A Texas man was sentenced Friday to die by lethal injection for killing a 73-year-old New Mexico man who was selling goods at a marketplace on the Texas-New Mexico border.

"This jury served the ultimate punishment against a person who choses to commit the ultimate crime," District Attorney Randall Harris said.

New Mexico has not executed anyone since 1960, but now has four inmates on Death Row. Anti-death-penalty opponents failed to get the 1999 Legislature to pass a bill that would have repealed capital punishment in New Mexico.

A state district court jury deliberated two hours Friday and three hours Thursday before delivering the death penalty against Michael Treadway, 20, of Farwell.

He pleaded guilty Oct. 19 to first-degree murder in the December 1997 shooting death of Everett Clint "Red" Prather.

Appeals are automatic in death penalty cases, Harris said.

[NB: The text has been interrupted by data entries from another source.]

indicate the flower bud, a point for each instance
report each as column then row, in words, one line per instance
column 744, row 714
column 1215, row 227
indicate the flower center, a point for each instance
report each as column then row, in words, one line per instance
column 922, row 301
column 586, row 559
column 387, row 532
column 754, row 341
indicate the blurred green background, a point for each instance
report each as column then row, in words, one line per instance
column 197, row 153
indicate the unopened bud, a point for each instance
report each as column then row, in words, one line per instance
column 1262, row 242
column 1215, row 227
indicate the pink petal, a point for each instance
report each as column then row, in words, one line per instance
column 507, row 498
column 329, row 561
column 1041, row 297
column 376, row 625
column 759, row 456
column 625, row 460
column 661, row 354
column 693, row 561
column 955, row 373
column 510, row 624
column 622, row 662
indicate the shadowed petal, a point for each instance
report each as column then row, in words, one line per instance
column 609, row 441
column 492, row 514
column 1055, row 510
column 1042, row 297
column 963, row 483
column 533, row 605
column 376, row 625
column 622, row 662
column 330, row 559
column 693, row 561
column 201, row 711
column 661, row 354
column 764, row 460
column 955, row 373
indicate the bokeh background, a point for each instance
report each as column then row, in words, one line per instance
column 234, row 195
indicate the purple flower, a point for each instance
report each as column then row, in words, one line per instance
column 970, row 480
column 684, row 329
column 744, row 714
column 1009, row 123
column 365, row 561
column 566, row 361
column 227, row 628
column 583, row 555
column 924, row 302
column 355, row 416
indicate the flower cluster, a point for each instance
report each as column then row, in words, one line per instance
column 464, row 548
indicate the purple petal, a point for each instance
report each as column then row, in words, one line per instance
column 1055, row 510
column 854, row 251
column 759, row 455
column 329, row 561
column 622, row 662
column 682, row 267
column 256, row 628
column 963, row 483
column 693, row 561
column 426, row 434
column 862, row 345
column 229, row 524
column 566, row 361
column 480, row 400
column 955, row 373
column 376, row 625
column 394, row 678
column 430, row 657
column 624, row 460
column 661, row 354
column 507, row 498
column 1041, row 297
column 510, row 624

"I think this jury has sent a very clear message at least to this side of the state: If you choose to commit a crime like murder, be prepared to suffer the ultimate penalty," Harris said.

Two other men - Ronald Armstrong of Muleshoe, Texas, and Billy Galvan of Farwell - pleaded guilty last year to being accessories to robbery in Prather's death.

State law provides for executions to be carried out by lethal injection. In the last execution nearly 40 years ago, New Mexico used the gas chamber.

Eight prisoners have been put to death in New Mexico since 1933, but there have been no state executions since David Cooper Nelson died in the gas chamber in 1960 for killing a California hitchhiker.